No indeed, the equipment underneath is rather different too.

The hangers for the dresses have a plastic tag on them giving the size, but each size has a colour and that made it easy to show Ælfthryth what to look for. I don't know whether it is genetic or what, but, like almost all women, she took to retail therapy like a duck to water, pulling out items, holding them up against her, occasionally seeking an opinion, and sometimes hanging yet another dress over my arm. I was weighed down with skirts and jumpers and dresses and I was beginning to think about calling a halt as she approached me with another selection, when she looked up over my shoulder and froze, her face a white mask of shock. I started to turn to see what she had seen when a voice said:

"Hello, Ælfthryth."

My turn was almost complete when I realised that the speaker was the lady who had collided with me at the top of the escalator. But I stopped dead, and almost dead from shock at Ælfthryth's next word.

"Mother!"

What?

I turned to fully face the newcomer.

"Who are you?" I asked, no demanded.

The woman smiled.

"I'm Merewenna. I am Ælfthryth's mother."

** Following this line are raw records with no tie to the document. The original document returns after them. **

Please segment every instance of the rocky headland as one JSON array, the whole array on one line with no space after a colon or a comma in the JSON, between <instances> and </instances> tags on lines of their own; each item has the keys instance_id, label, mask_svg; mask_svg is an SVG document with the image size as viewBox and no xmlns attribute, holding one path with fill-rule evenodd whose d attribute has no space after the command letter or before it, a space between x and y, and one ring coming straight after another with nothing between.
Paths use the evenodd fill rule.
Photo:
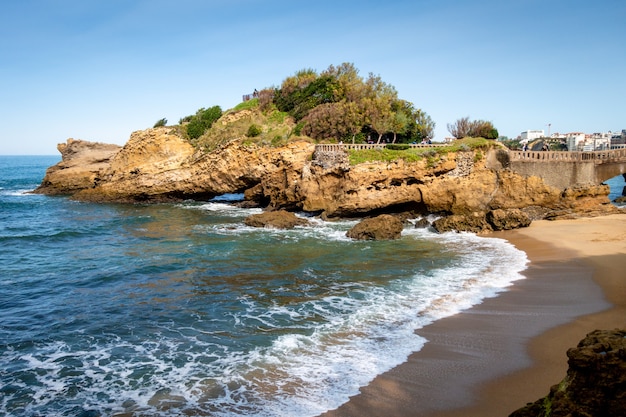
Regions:
<instances>
[{"instance_id":1,"label":"rocky headland","mask_svg":"<svg viewBox=\"0 0 626 417\"><path fill-rule=\"evenodd\" d=\"M567 351L567 375L510 417L626 416L626 330L596 330Z\"/></svg>"},{"instance_id":2,"label":"rocky headland","mask_svg":"<svg viewBox=\"0 0 626 417\"><path fill-rule=\"evenodd\" d=\"M175 127L132 133L123 147L68 139L36 193L92 202L206 200L244 193L268 211L304 211L324 218L441 215L438 231L488 232L534 219L615 212L606 185L558 189L500 162L507 151L446 152L417 161L351 164L341 148L310 140L259 146L235 139L206 152Z\"/></svg>"}]
</instances>

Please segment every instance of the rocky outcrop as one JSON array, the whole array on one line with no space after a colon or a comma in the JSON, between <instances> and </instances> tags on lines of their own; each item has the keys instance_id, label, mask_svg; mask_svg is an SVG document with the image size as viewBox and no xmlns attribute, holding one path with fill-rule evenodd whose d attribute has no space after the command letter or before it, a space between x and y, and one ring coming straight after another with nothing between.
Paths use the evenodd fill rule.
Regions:
<instances>
[{"instance_id":1,"label":"rocky outcrop","mask_svg":"<svg viewBox=\"0 0 626 417\"><path fill-rule=\"evenodd\" d=\"M498 230L519 229L528 227L531 219L519 209L496 209L487 213L453 214L435 220L433 228L443 232L487 233Z\"/></svg>"},{"instance_id":2,"label":"rocky outcrop","mask_svg":"<svg viewBox=\"0 0 626 417\"><path fill-rule=\"evenodd\" d=\"M57 149L61 162L48 168L35 193L68 195L95 187L121 146L70 138Z\"/></svg>"},{"instance_id":3,"label":"rocky outcrop","mask_svg":"<svg viewBox=\"0 0 626 417\"><path fill-rule=\"evenodd\" d=\"M607 186L556 189L539 177L508 170L498 156L503 150L351 165L341 149L316 151L305 140L277 148L232 140L206 153L194 148L177 127L134 132L123 148L107 148L108 153L89 161L80 157L84 152L67 150L91 146L76 141L61 146L63 161L48 171L37 192L113 202L204 200L243 192L246 204L324 218L456 216L439 221L437 230L501 230L523 227L528 219L617 210L608 201ZM523 210L528 219L514 209Z\"/></svg>"},{"instance_id":4,"label":"rocky outcrop","mask_svg":"<svg viewBox=\"0 0 626 417\"><path fill-rule=\"evenodd\" d=\"M561 383L510 417L626 417L626 330L596 330L567 352Z\"/></svg>"},{"instance_id":5,"label":"rocky outcrop","mask_svg":"<svg viewBox=\"0 0 626 417\"><path fill-rule=\"evenodd\" d=\"M393 240L402 234L402 221L389 214L381 214L357 223L346 232L346 236L356 240Z\"/></svg>"},{"instance_id":6,"label":"rocky outcrop","mask_svg":"<svg viewBox=\"0 0 626 417\"><path fill-rule=\"evenodd\" d=\"M268 211L246 217L244 223L251 227L267 227L272 229L293 229L296 226L307 226L310 222L295 214L285 211Z\"/></svg>"}]
</instances>

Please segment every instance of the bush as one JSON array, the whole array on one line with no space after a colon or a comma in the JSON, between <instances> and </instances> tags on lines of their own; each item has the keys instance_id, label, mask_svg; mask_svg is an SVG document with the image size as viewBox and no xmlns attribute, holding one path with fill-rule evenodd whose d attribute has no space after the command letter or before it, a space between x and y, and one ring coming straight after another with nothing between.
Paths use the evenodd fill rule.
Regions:
<instances>
[{"instance_id":1,"label":"bush","mask_svg":"<svg viewBox=\"0 0 626 417\"><path fill-rule=\"evenodd\" d=\"M222 109L220 106L213 106L208 109L201 108L189 120L187 135L191 139L199 138L213 126L213 123L220 117L222 117Z\"/></svg>"},{"instance_id":2,"label":"bush","mask_svg":"<svg viewBox=\"0 0 626 417\"><path fill-rule=\"evenodd\" d=\"M157 122L154 124L154 127L163 127L167 125L167 119L164 117L162 119L157 120Z\"/></svg>"},{"instance_id":3,"label":"bush","mask_svg":"<svg viewBox=\"0 0 626 417\"><path fill-rule=\"evenodd\" d=\"M263 133L263 130L259 125L251 124L248 128L248 133L246 133L246 136L248 136L249 138L254 138L259 136L261 133Z\"/></svg>"},{"instance_id":4,"label":"bush","mask_svg":"<svg viewBox=\"0 0 626 417\"><path fill-rule=\"evenodd\" d=\"M410 146L406 143L389 143L385 147L392 151L406 151L407 149L410 148Z\"/></svg>"}]
</instances>

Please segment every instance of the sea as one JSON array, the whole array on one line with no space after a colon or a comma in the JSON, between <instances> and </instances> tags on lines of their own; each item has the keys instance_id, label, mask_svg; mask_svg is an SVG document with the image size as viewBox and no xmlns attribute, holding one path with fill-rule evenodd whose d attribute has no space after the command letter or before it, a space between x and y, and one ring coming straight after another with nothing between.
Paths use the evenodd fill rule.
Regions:
<instances>
[{"instance_id":1,"label":"sea","mask_svg":"<svg viewBox=\"0 0 626 417\"><path fill-rule=\"evenodd\" d=\"M528 264L507 241L412 224L379 242L304 213L251 228L241 195L30 193L58 161L0 156L1 416L317 416Z\"/></svg>"}]
</instances>

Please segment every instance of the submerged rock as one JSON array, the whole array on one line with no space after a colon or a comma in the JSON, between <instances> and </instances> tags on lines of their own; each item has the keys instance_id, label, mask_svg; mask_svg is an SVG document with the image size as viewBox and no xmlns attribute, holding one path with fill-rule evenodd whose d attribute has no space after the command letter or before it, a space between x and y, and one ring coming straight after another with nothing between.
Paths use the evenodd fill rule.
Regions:
<instances>
[{"instance_id":1,"label":"submerged rock","mask_svg":"<svg viewBox=\"0 0 626 417\"><path fill-rule=\"evenodd\" d=\"M269 227L274 229L293 229L296 226L307 226L310 222L295 214L285 211L268 211L248 216L244 223L251 227Z\"/></svg>"},{"instance_id":2,"label":"submerged rock","mask_svg":"<svg viewBox=\"0 0 626 417\"><path fill-rule=\"evenodd\" d=\"M402 221L390 214L362 220L346 232L346 236L357 240L392 240L402 235Z\"/></svg>"},{"instance_id":3,"label":"submerged rock","mask_svg":"<svg viewBox=\"0 0 626 417\"><path fill-rule=\"evenodd\" d=\"M530 226L530 217L520 209L496 209L487 212L487 223L493 230L511 230Z\"/></svg>"},{"instance_id":4,"label":"submerged rock","mask_svg":"<svg viewBox=\"0 0 626 417\"><path fill-rule=\"evenodd\" d=\"M626 330L595 330L567 357L563 381L510 417L626 417Z\"/></svg>"},{"instance_id":5,"label":"submerged rock","mask_svg":"<svg viewBox=\"0 0 626 417\"><path fill-rule=\"evenodd\" d=\"M472 232L485 233L492 231L484 213L471 213L468 215L453 214L441 217L433 222L433 228L438 233L444 232Z\"/></svg>"}]
</instances>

The woman standing before me was a slightly older version of Ælfthryth, I could see a familial resemblance, quite strongly in fact, but if Ælfthryth was a rosebud this was the fully opened rose, the beautiful young woman turned into the stunning adult. I realised that I was standing there with my mouth hanging open, although whether that was because of the revelation or the vision I'm not sure. I closed my mouth and glanced back at Ælfthryth. She had now more than recovered her colour and was standing with eyes downcast in the age old pose of the child that has been caught with their hand in the biscuit barrel, still clutching her latest selection. This, more than anything else, told me that there was some truth in the woman's assertion.